The UK’s data watchdog has restarted an investigation of adtech practices that, since 2018, have been subject to scores of complaints across Europe under the bloc’s General Data Protection Regulation (GDPR).
The complaints contend that the high-velocity trading of Internet users’ data can’t possibly comply with GDPR’s requirement that such information is adequately secured.
Other concerns attached to real-time bidding (RTB) focus on consent, questioning how this can meet the required legal standard with data being broadcast to so many companies — including sensitive information, such as health data or religious and political affiliation and sexual orientation.
Since the first complaints were filed, the UK’s Information Commissioner’s Office (ICO) has raised its concerns over what it said are systemic problems with lawfulness in the adtech sector.

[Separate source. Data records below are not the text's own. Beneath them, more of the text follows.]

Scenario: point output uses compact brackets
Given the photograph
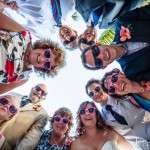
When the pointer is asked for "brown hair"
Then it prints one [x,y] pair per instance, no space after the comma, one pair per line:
[63,111]
[59,60]
[100,124]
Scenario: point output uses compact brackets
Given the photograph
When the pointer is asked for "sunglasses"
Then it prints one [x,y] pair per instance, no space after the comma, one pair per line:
[114,79]
[59,119]
[12,109]
[72,38]
[97,89]
[47,54]
[90,110]
[37,88]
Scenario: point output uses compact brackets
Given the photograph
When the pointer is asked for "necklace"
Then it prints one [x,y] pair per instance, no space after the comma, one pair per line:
[56,143]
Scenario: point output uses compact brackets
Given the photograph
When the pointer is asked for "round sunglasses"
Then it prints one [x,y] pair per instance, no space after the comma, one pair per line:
[112,88]
[72,38]
[12,109]
[97,89]
[47,54]
[37,88]
[59,119]
[90,110]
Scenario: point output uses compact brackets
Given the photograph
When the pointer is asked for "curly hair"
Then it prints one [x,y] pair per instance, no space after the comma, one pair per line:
[91,81]
[59,60]
[62,112]
[102,83]
[100,124]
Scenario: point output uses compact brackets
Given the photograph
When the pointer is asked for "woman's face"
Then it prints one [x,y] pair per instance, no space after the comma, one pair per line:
[60,124]
[9,106]
[42,58]
[118,84]
[88,116]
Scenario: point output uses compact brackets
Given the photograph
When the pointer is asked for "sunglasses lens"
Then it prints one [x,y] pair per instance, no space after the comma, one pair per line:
[91,94]
[97,89]
[47,65]
[114,78]
[47,54]
[12,109]
[3,101]
[112,90]
[66,121]
[57,118]
[91,110]
[82,112]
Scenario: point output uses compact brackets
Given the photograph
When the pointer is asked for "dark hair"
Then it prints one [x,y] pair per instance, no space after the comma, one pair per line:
[100,124]
[102,83]
[91,81]
[63,111]
[84,60]
[60,59]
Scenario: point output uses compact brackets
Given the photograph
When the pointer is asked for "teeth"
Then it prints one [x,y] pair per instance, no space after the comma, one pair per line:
[107,54]
[122,87]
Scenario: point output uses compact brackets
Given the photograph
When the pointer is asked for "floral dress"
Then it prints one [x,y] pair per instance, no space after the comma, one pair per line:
[12,49]
[45,145]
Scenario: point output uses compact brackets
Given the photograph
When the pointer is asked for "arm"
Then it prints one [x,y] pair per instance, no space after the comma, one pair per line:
[141,14]
[32,137]
[12,85]
[8,24]
[122,143]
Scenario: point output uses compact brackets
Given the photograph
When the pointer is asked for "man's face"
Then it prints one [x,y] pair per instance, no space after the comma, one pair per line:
[38,93]
[67,36]
[90,34]
[105,54]
[96,93]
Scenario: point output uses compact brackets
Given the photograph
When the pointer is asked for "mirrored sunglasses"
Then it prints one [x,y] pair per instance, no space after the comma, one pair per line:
[90,110]
[112,88]
[72,38]
[64,120]
[37,88]
[12,109]
[97,89]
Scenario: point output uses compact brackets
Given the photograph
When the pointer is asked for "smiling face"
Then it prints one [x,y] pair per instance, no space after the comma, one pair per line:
[59,127]
[39,58]
[89,119]
[90,34]
[107,55]
[36,95]
[121,86]
[98,96]
[5,109]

But last year announced it was pausing its investigation on account of disruption to businesses from the COVID-19 pandemic.
Today it said it’s unpausing its multi-year probe to keep on prodding.
In an update on its website, ICO deputy commissioner Simon McDougall, ICO, who takes care of “Regulatory Innovation and Technology” at the agency, writes that the eight-month freeze is over. And the audits are coming. We have now resumed our investigation,” he says. “Enabling transparency and protecting vulnerable citizens are priorities for the ICO. The complex system of RTB can use people’s sensitive personal data to serve adverts and requires people’s explicit consent, which is not happening right now.